Family Medicine Riverside Medical Center - Curriculum

Goals and Objectives

As a member of our residency program, you will learn to practice evidence-based, cost-effective, and caring medicine in a very diverse community – an approach indispensable to providing health care in all future medical settings.

Teaching Program

Family Medicine Clinical Experience 
Our Family Medicine Clinic is located within our medical center and allows residents to experience an extensive and diverse pathology during their training. This is a classic outpatient setting providing residents with exposure to acute patient illness, chronic disease management, and a virtual medicine experience.
In addition, we also hold five separate specialty clinics which provide intensive teaching in the areas of Dermatology, Orthopedics, Minor Surgery, Pediatrics, and Joint and Soft Tissue Injections. These concentrated clinics allow residents to learn from many patients with direct instruction/mentorship from our specialist physicians. We have found this model to be enjoyable and fulfilling for all participants. A similar Resident Counseling Clinic is held in the Department of Behavioral Medicine.

After completion of the first two years of training, many residents enhance their knowledge and experience by moonlighting in either the Urgent Care department or the Family Medicine After-Hours Clinic.

Internal Medicine
Internal Medicine training occurs throughout the three-year residency. First and second year residents have three months each year dedicated to inpatient hospital medicine. The third year consists of two months of inpatient medicine during which the resident leads a multidisciplinary team.

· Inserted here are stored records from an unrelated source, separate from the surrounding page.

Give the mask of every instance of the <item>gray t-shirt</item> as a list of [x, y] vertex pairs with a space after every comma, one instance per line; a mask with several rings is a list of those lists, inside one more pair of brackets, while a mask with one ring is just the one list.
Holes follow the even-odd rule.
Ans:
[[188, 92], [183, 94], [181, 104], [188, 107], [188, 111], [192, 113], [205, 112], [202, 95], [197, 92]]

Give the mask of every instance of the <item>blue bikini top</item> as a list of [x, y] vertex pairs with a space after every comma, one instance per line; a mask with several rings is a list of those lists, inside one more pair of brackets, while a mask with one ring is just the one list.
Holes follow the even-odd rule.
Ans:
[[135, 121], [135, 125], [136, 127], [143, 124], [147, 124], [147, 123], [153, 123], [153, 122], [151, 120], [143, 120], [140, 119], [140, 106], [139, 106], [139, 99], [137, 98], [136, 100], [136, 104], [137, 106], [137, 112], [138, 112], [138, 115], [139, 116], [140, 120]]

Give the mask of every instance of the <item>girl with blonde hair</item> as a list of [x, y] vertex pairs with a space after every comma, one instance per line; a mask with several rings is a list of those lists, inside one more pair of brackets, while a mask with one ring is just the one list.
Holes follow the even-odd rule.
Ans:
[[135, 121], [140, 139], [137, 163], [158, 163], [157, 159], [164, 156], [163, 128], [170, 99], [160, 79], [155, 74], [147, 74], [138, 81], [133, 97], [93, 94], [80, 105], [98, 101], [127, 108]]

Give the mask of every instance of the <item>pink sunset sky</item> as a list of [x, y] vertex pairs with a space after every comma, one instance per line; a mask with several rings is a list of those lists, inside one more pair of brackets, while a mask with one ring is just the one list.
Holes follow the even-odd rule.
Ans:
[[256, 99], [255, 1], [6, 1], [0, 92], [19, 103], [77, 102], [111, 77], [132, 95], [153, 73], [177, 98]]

Under the supervision of attending general and subspecialty internists, residents will learn from a wide pathology of disease. Residents will gain experience in admitting patients from the Emergency Department, managing, and following these patients in the hospital, and, as necessary, into and out of the ICU. Teaching rounds occur daily and allow residents to obtain specialist physician knowledge, become proficient in the interpretation of results and imaging studies, and adept in formulating plans of care for their patients.

The Riverside County patient population is fast growing and very diverse. This provides residents the opportunity to take care of a multitude of patients of varying social and economic backgrounds. Residents often find the extensive variety of both common and uncommon medical conditions to be very rewarding for their education as physicians and critical in their preparation for their future endeavors.
Residents also gain invaluable experience as leaders of a multidisciplinary team comprised of physicians, nursing staff, case managers, social-workers, and discharge home health planning teams. Attending physicians are always available providing supervision and daily feedback helping residents gain knowledge and confidence.

In addition to the core IM experience, residents also have exposure on other rotations to specialty departments in the fields of Critical Care/Pulmonary Medicine, Cardiology, Nephrology, Neurology, and various others. During these rotations, residents are provided experience to inpatient and outpatient management by the specialty attending physicians.

Pediatrics
Numerous Riverside County families rely on our Pediatrics Department for medical care. Training in Pediatrics occurs in all three years of residency and includes the ambulatory, inpatient, and newborn care center settings. There is also a weekly pediatrics-only half day clinic in the Family Medicine Center.

Two months of the first year are set at Kaiser Permanente Fontana for inpatient pediatrics. This experience provides our residents with a wide and diverse pathology and the bulk of the pediatric hospitalist experience. Second year rotations are based at the Kaiser Permanente Riverside facility, focusing on newborn care, NICU experience, and outpatient clinic. Third year rotations are primarily focused on outpatient care in the pediatrics clinic.

General Surgery
Training in the first year has exposure to both outpatient care and the operating room, often acting as first assistants. Rotations in the second year are focused on inpatient post-operative management, and outpatient minor procedures.

Obstetrics and Gynecology
Obstetrics rotations are set as one month in the first year and one month in the second year of training. Residents will assist with the management of patients admitted through labor, delivery, and post-partum period. The medical center has more than 275 deliveries a month. Obstetrical procedures residents are exposed to include laceration repair, placement of internal and external catheters, interpretation of monitor strips, and assisted-delivery devices.

Gynecology rotations are set as two weeks in the first year and two weeks in the second year. For the first year, the focus is on routine cervical cancer screening, contraception counseling, and women’s health maintenance. For the second year, the focus is on inpatient and post-op management.

There is also a weekly gynecology clinic for second and third years that is focused on procedures, such as endometrial biopsies, Nexplanon placements and removals, and intrauterine device (IUD) placements and removals.

Emergency Medicine
First year residents rotate through the Emergency Department for two weeks, and second year residents rotate through for 3 weeks. The case variety seen in the Emergency Department is broad, with our residents getting experience with acute critical conditions and fast-track urgent care type complaints.

Research Opportunities
Lunch time teaching conferences are held nearly every day of the week, including weekly Resident didactic lectures covering topics from different specialties and Family Medicine, Resident Journal Club, Morning Report, and Board Review. Grand Rounds occur monthly with a wide range of topics arranged by the hospital CME department. Quality Improvement meetings occur quarterly with residents fully participating in the meetings and case discussions.